“There is a reason so many investors are increasingly becoming workaholics,” warns former FX trader and fund manager Richard Breslow, “we are operating in a world where feelings always run high and ideas instantly become ideologies. Yet, no one really seems to believe in much of anything. “
In other words, the world is changing faster than ever – don’t marry your biases.
If there is one thing every young trader should be schooled in is the understanding that, “If you snooze, you lose.”
As Breslow notes,
“Go away for a few days and it has become almost a parlor trick to be able to guess where markets will be…
And the worst mistake you can make in trying to pull that off is following the news, but not the price action, while away.
Which of course raises the question what is one to do, short of simply becoming a day trader?
Via Bloomberg,
My first reaction was to deal with it by being grumpy and cynical. That was short-term palliative but not ultimately lucrative. Although any desire for a return to full-on QE, with the mindlessness of front-running forward guidance, was resisted without effort. I’m hoping this is a transitional phase rather than a really unacceptable new normal.
So, fickleness is cheating me out of positioning for the long term based on the news. Can’t keep up with the text-readers who have direct links to the exchanges in trying to dance to headlines. And most unnerving of all, my beloved moving averages are not returning the affection. There are many things I can live without in this life, but Fibonacci isn’t one of them. Especially when I harbor the suspicion that he ran off with my horizontal lines.
Fortunately, necessity is the mother of invention. Plan B, or is it C, D or E, is to rely on two measures I never liked nor had much faith in. I guess they existed all this time for a reason. And it is their moment. But if keeping my head above water in these wacky times requires using some things new, I have also dusted off an old-time favorite. Letting other people do the heavy lifting for me. And for that, I am much appreciative.
Never has the weight of positioning been more impactful on where things go. Both in the build-up and the washout. I used to say that it didn’t matter if a trade was crowded if it was right. That is no longer true. It always matters.
The markets can simply no longer provide the liquidity. Nor does the private sector feel the responsibility to do so. But the trick is to spread your net far and wide in tallying up just what you think are the sizes of those crowded or deserted trades. CFTC data is only one imperfect measure that gets too much attention. But fortunately we have the BIS, IMF, World Bank and the like feeding us information like crazy. And so do many banks. You just need to dig it out, because the packaging isn’t necessarily done for everyone’s convenience. The other factor to remember is that the definition of “crowded” varies very much by asset class.

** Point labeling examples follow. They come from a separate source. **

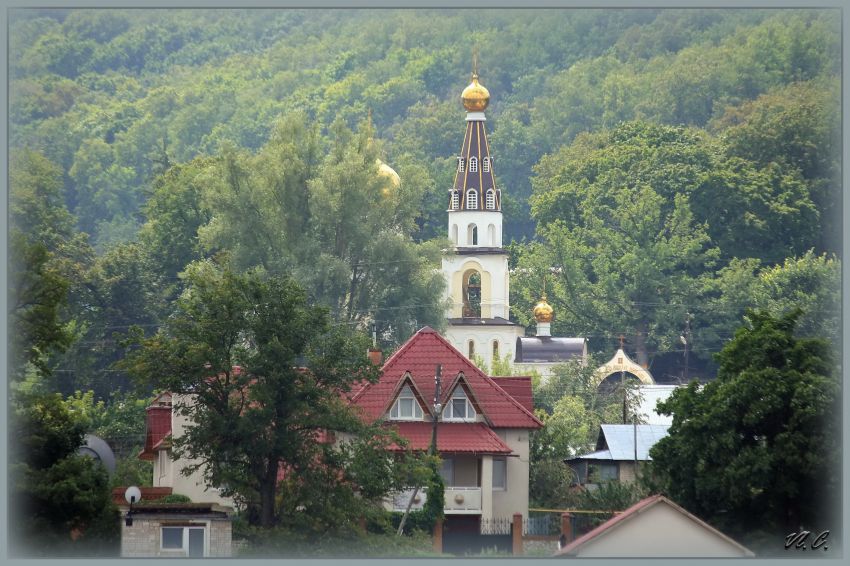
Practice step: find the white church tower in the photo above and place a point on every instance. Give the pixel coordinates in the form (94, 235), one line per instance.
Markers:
(476, 269)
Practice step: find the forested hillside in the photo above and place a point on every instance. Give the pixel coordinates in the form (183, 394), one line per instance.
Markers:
(664, 169)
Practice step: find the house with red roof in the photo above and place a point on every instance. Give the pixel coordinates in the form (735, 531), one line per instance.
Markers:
(163, 423)
(483, 425)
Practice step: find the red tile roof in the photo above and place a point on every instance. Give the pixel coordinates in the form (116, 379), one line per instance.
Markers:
(466, 438)
(519, 388)
(635, 510)
(420, 356)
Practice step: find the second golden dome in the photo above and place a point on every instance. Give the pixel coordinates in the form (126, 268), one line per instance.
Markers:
(475, 97)
(543, 311)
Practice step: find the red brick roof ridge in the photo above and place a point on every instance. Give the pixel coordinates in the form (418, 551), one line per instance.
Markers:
(635, 510)
(613, 521)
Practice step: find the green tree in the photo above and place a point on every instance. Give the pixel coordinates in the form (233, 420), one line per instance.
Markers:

Rates and Bonds at extremes…
Net USD Shorts starting to drop from extremes…
My other new friend is the hammer. Nothing smashes a trend quite like a technical pattern that screams irrational exuberance. Oscar Wilde was wrong. In this case the cynic, or at least the well-compensated one, gets to learn the value of everything and realizes that it is the price that is irrelevant.
And lastly, all this position building and in your face price action can take place through someone else’s efforts. You get the opportunity to wait for the set-up and take the good risk/return reward.
What does this all mean? For traders, trends both go viral and are viral. You just have to choose which half of that definition you want to try to bank. It’s really hard to have both. Especially if you plan on taking that vacation.